# VLLM with OpenAI Client vLLM provides an HTTP server that implements OpenAI’s **Completions** and **Chat API**, allowing seamless integration with existing OpenAI-compatible tools. --- ## Using OpenAI Completions API with vLLM Since this server is compatible with the OpenAI API, you can use it as a **drop-in replacement** for any application built on the OpenAI client. Below is an example of querying the vLLM server using the OpenAI Python package.

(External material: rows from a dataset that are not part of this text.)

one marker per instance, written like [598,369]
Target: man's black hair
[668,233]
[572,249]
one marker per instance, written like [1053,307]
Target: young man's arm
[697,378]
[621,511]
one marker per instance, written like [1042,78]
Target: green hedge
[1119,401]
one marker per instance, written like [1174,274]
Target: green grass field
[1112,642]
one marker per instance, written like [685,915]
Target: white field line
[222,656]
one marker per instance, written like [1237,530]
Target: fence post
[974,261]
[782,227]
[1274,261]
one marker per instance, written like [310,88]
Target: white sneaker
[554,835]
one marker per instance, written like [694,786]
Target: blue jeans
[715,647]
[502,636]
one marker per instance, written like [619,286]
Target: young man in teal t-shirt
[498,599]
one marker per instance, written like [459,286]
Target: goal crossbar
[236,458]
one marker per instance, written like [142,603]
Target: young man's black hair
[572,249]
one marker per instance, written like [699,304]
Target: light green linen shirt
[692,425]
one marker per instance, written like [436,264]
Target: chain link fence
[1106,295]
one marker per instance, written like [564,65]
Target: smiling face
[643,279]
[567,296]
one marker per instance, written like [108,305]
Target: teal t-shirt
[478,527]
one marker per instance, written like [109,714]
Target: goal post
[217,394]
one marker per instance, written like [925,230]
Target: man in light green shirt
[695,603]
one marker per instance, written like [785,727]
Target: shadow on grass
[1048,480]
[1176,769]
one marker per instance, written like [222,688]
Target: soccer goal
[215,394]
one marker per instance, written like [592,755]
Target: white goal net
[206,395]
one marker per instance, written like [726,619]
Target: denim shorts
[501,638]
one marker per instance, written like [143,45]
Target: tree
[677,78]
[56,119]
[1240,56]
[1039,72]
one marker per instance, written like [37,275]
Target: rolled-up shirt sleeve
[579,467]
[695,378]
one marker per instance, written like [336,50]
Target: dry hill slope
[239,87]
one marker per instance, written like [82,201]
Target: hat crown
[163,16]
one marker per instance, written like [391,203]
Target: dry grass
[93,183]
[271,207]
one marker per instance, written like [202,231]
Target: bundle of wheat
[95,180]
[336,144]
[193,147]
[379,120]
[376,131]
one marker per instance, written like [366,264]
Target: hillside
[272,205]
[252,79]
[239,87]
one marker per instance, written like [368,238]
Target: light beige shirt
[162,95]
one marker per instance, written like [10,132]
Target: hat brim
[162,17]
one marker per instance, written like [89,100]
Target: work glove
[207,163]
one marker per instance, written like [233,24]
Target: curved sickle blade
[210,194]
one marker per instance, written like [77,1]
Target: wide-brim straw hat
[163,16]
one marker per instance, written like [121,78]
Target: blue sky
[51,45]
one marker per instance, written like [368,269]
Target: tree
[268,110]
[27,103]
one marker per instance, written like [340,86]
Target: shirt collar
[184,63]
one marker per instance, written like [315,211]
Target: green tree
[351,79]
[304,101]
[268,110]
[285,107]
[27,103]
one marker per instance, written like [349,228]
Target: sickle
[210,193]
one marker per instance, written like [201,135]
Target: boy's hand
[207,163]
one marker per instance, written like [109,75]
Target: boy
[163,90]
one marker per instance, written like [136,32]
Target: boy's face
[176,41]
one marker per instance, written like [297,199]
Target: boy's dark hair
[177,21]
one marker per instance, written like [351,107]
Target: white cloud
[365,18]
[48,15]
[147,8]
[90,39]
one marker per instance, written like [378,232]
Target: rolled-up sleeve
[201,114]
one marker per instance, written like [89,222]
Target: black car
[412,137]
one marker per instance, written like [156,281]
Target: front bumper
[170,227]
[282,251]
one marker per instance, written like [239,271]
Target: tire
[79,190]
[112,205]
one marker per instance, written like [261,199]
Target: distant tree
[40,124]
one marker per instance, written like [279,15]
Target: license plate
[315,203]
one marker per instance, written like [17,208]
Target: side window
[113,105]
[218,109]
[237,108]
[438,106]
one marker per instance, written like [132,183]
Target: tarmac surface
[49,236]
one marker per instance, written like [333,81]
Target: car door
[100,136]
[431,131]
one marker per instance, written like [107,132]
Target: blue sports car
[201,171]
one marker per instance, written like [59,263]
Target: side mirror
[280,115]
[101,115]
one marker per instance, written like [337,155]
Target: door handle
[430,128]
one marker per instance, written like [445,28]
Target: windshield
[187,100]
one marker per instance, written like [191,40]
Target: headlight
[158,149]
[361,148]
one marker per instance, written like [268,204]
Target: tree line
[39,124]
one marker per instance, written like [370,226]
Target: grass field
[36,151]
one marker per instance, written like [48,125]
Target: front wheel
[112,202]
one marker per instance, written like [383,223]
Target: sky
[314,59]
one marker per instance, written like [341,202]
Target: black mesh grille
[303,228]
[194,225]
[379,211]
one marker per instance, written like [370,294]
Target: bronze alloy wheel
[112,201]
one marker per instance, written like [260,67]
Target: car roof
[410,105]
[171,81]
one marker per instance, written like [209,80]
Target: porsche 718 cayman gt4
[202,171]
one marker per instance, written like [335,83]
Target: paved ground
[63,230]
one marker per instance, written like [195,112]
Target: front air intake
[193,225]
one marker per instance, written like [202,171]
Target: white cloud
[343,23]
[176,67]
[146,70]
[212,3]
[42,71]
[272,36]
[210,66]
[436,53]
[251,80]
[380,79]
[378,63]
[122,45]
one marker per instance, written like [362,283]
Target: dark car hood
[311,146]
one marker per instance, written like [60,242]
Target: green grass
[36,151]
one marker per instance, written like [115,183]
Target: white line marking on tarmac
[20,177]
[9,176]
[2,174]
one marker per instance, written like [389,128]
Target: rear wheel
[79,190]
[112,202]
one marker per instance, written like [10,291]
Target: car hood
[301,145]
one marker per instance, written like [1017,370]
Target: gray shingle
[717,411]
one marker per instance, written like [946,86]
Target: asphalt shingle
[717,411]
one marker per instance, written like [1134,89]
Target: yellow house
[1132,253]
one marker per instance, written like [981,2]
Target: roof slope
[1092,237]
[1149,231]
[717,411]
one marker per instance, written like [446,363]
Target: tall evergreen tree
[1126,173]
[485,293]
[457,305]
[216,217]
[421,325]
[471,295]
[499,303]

Click to expand code ```python import openai auth_token = "$AUTH_TOKEN" # put your auth token here... openai.api_key = auth_token openai.base_url = "" completion = openai.Completion.create( model="meta-llama/Meta-Llama-3-8B-Instruct", prompt="San Francisco is a" ) print("Completion result:", completion) ```
--- ## Parameters When using the completion feature of the vLLM Serverless Endpoint Worker, you can customize requests using the parameters listed below.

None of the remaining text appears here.